Giustizia & Impunità
“Non è esagerato affermare che si tratta di soggetti che rappresentano un pericolo per la democrazia di questo Paese”. Così il pm di Milano Francesco De Tommasi, nella richiesta di misure cautelari depositata lo scorso luglio, definisce la “banda di via Pattari“, il gruppo di hacker e appartenenti (attuali o passati) alle forze dell’ordine che secondo l’accusa ha spiato centinaia di persone attraverso accessi illeciti alle banche dati dello Stato. “Si tratta di soggetti pericolosissimi perché, attraverso le attività di dossieraggio abusivo dagli stessi svolte, con la creazione di vere e proprie banche dati parallele vietate e con la circolazione indiscriminata di notizie informazioni sensibili, riservate e segrete, sono in grado di “tenere in pugno” cittadini e istituzioni nonché di condizionare in modo pregiudizievole dinamiche imprenditoriali e procedure pubbliche, anche giudiziarie”, scrive il magistrato.
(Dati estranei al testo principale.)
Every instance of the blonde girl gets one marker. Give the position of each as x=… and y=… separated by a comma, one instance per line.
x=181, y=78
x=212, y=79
Sottolineando, nel chiedere la custodia cautelare in carcere per 13 indagati – negata dal gip Fabrizio Filice, che ha disposto solo quattro arresti domiciliari – come l’organizzazione godesse “di appoggi di alto livello in vari ambienti, anche quello della criminalità mafiosa e quello dei servizi segreti, pure stranieri”. Nonché di una rete criminale “assai vasta e strutturata a grappolo, nel senso che ogni componente del sodalizio e ogni collaboratore esterno dello stesso hanno a loro volta ulteriori contatti, nelle forze dell’ordine e nelle altre pubbliche amministrazioni, attraverso cui reperire illecitamente dati e informazioni riservate e sensibili”.
Nella richiesta si fa riferimento anche a un’intercettazione ambientale “inquietante per i possibili scenari che apre”, in cui due dei presunti capi dell’associazione a delinquere, l’ex poliziotto antimafia Carmine Gallo e il consulente informatico Nunzio Calamucci, “lasciano intendere di aver intercettato un indirizzo email assegnato alla massima carica dello Stato, il presidente della Repubblica Sergio Mattarella, o comunque di essere riusciti a utilizzare abusivamente o a clonare il predetto account”. “Gli faccio sì guarda che noi l’abbiamo spedita a venti persone, più tre mail, una mail intestata a Mattarella, con nome e cognome (…) che se vanno a vedere l’account è intestato al presidente della Repubblica”, dice Calamucci a Gallo. Dalle indagini inoltre è emerso come, per realizzare copie forensi illegali di dispositivi elettronici (uno dei “sevrizi” offerti ai propri clienti) il gruppo si rivolgesse alla stessa società che effettuava questo lavoro per la Procura e la Procura generale di Milano, la Tre14 srl. In particolare il riferimento è un certo “Checco”, che gli inquirenti non sono riusciti a identificare con precisione. Dice Calamucci a Gallo: “Checco quello che fa le cose per la Procura, che lui quando trova qualcosa me la manda… (…) … mi mandano tutto… tutti i documenti…”.